Until this point, there was nothing controversial about Mylroie's career. This would change with the bombing of the World Trade Center in 1993, the first act of international terrorism within the United States, which would launch Mylroie on a quixotic quest to prove that Saddam's regime was the most important source of terrorism directed against this country. She laid out her case in Study of Revenge: Saddam Hussein's Unfinished War Against America, a book published by AEI in 2000 which makes it clear that Mylroie and the neocon hawks worked hand in glove to push her theory that Iraq was behind the '93 Trade Center bombing. Its acknowledgements fulsomely thanked John Bolton and the staff of AEI for their assistance, while Richard Perle glowingly blurbed the book as "splendid and wholly convincing." Lewis "Scooter" Libby, now Vice President Cheney's chief of staff, is thanked for his "generous and timely assistance." And it appears that Paul Wolfowitz himself was instrumental in the genesis of Study of Revenge: His then-wife is credited with having "fundamentally shaped the book," while of Wolfowitz, she says: "At critical times, he provided crucial support for a project that is inherently difficult."

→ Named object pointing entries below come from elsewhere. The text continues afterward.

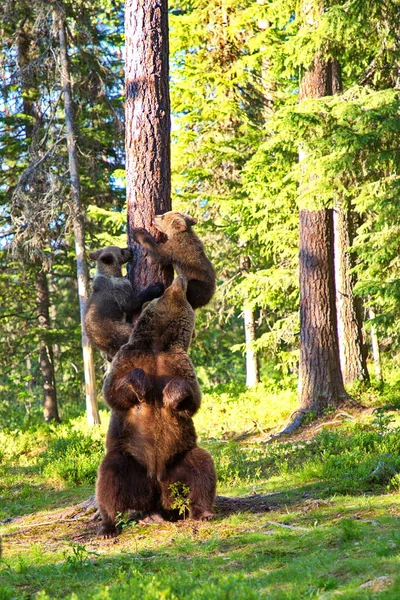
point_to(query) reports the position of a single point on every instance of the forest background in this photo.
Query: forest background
(279, 109)
(237, 129)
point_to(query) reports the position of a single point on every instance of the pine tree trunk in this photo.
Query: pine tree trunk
(148, 170)
(349, 309)
(320, 377)
(46, 359)
(78, 220)
(320, 381)
(252, 368)
(376, 354)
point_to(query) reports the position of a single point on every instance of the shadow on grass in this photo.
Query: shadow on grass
(227, 564)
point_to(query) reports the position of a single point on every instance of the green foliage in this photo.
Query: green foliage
(180, 497)
(73, 459)
(79, 557)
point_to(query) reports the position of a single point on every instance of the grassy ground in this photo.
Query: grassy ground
(332, 528)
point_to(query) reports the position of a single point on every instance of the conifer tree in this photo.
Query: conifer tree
(148, 169)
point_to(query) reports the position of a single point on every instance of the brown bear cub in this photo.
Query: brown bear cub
(184, 251)
(151, 442)
(112, 303)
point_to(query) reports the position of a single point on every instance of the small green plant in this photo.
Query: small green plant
(382, 420)
(123, 521)
(180, 497)
(79, 557)
(349, 530)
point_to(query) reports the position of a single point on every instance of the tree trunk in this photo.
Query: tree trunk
(148, 169)
(252, 369)
(376, 354)
(320, 377)
(46, 360)
(320, 381)
(351, 347)
(78, 220)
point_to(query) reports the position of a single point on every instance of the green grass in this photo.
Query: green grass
(333, 523)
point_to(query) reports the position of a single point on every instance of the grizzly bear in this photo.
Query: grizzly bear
(153, 393)
(112, 304)
(184, 251)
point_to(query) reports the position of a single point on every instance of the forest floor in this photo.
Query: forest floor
(315, 515)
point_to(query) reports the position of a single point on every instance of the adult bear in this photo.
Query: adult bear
(151, 442)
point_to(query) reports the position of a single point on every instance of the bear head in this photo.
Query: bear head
(166, 322)
(173, 222)
(110, 260)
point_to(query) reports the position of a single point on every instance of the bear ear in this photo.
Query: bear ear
(107, 258)
(95, 255)
(190, 220)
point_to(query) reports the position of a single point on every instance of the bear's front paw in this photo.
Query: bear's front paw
(177, 395)
(138, 380)
(155, 290)
(141, 236)
(108, 531)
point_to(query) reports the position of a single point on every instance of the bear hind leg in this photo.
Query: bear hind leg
(195, 470)
(122, 485)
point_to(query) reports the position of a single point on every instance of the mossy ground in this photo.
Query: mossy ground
(332, 528)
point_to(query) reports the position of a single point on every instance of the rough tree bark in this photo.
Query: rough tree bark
(147, 110)
(349, 308)
(77, 214)
(252, 369)
(46, 357)
(376, 354)
(320, 377)
(252, 366)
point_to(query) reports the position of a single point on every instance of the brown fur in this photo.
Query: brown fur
(153, 393)
(113, 304)
(184, 251)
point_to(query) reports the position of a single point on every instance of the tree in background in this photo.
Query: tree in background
(148, 168)
(78, 217)
(320, 376)
(95, 37)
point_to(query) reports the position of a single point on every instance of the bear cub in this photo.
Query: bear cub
(153, 393)
(184, 251)
(112, 304)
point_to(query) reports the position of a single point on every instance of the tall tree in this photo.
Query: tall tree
(77, 214)
(349, 307)
(147, 142)
(320, 377)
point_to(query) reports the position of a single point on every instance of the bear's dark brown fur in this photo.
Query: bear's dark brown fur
(153, 393)
(112, 304)
(184, 251)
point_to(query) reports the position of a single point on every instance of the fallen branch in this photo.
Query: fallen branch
(293, 423)
(276, 524)
(44, 524)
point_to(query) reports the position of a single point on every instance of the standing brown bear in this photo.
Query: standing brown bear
(112, 304)
(184, 251)
(151, 442)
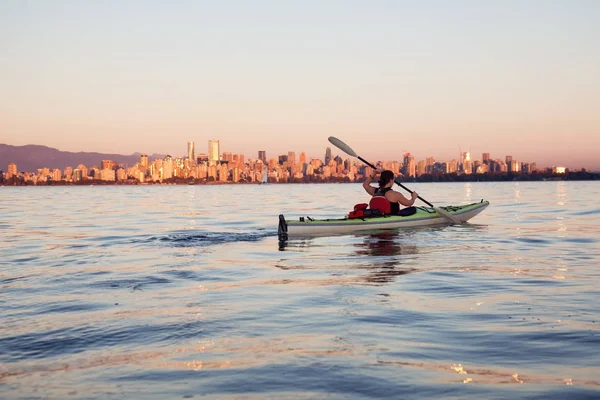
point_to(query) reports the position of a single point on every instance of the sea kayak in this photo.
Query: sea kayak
(424, 216)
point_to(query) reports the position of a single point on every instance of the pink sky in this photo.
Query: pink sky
(513, 78)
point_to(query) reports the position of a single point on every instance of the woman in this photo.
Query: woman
(385, 199)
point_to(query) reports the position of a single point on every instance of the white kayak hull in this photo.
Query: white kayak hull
(424, 216)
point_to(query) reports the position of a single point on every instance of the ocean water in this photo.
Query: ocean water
(170, 292)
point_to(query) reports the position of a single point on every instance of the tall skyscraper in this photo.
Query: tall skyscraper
(327, 155)
(227, 156)
(509, 163)
(108, 164)
(291, 158)
(213, 150)
(262, 155)
(302, 159)
(12, 170)
(191, 152)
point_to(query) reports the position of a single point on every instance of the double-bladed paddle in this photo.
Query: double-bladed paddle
(348, 150)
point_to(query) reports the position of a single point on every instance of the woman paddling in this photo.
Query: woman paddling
(384, 198)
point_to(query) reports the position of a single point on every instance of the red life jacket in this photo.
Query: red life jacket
(381, 204)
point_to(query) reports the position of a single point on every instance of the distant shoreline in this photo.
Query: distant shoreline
(427, 178)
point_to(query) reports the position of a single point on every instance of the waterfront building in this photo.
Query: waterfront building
(291, 158)
(12, 170)
(327, 155)
(191, 152)
(213, 151)
(302, 158)
(227, 156)
(262, 155)
(144, 161)
(56, 175)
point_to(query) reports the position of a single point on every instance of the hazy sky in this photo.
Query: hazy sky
(506, 77)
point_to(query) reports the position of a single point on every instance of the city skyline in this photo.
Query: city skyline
(430, 78)
(224, 166)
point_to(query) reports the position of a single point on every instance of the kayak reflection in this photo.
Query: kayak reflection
(377, 257)
(386, 254)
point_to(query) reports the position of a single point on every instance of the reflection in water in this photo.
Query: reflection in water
(387, 253)
(380, 254)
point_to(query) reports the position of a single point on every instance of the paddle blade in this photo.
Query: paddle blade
(342, 146)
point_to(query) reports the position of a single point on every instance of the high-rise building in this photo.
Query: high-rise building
(108, 164)
(302, 159)
(327, 155)
(213, 150)
(291, 158)
(262, 155)
(202, 158)
(408, 168)
(421, 167)
(144, 161)
(12, 170)
(227, 156)
(191, 152)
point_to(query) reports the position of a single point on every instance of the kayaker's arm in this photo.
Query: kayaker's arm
(367, 184)
(399, 197)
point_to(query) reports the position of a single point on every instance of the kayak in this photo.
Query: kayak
(424, 216)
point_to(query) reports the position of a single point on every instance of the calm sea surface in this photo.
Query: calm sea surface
(170, 292)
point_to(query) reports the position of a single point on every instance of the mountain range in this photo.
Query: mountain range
(31, 157)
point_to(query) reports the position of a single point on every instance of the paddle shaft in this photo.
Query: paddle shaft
(396, 182)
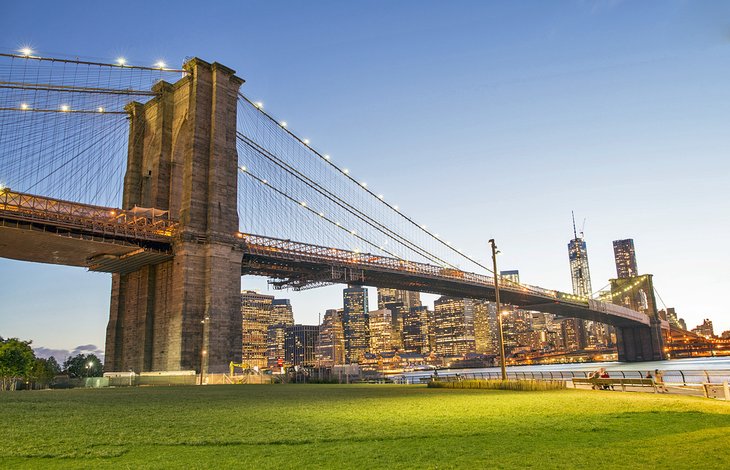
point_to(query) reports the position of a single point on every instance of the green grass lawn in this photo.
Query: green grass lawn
(360, 426)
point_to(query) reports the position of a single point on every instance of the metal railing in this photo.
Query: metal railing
(671, 377)
(138, 223)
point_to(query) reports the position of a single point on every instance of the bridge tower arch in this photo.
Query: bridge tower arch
(638, 343)
(183, 313)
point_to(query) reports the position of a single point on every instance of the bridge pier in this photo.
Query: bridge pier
(184, 313)
(639, 343)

None of which was out of the ordinary, except for this: Mylroie became enamored of her theory that Saddam was the mastermind of a vast anti-U.S. terrorist conspiracy in the face of virtually all evidence and expert opinion to the contrary. In what amounts to the discovery of a unified field theory of terrorism, Mylroie believes that Saddam was not only behind the '93 Trade Center attack, but also every anti-American terrorist incident of the past decade, from the bombings of U.S. embassies in Kenya and Tanzania to the leveling of the federal building in Oklahoma City to September 11 itself. She is, in short, a crackpot, which would not be significant if she were merely advising say, Lyndon LaRouche. But her neocon friends who went on to run the war in Iraq believed her theories, bringing her on as a consultant at the Pentagon, and they seem to continue to entertain her eccentric belief that Saddam is the fount of the entire shadow war against America.
Gaffney, in fact, cited Mylroie in 2003 when he first tried peddling this theory in the pages of the Moonie Times.
But did Tweety once--just once--call Frank Gaffney on such egregious and bald-faced lies? 'Course not. Apparently, NBC News division employees don't think that's their job.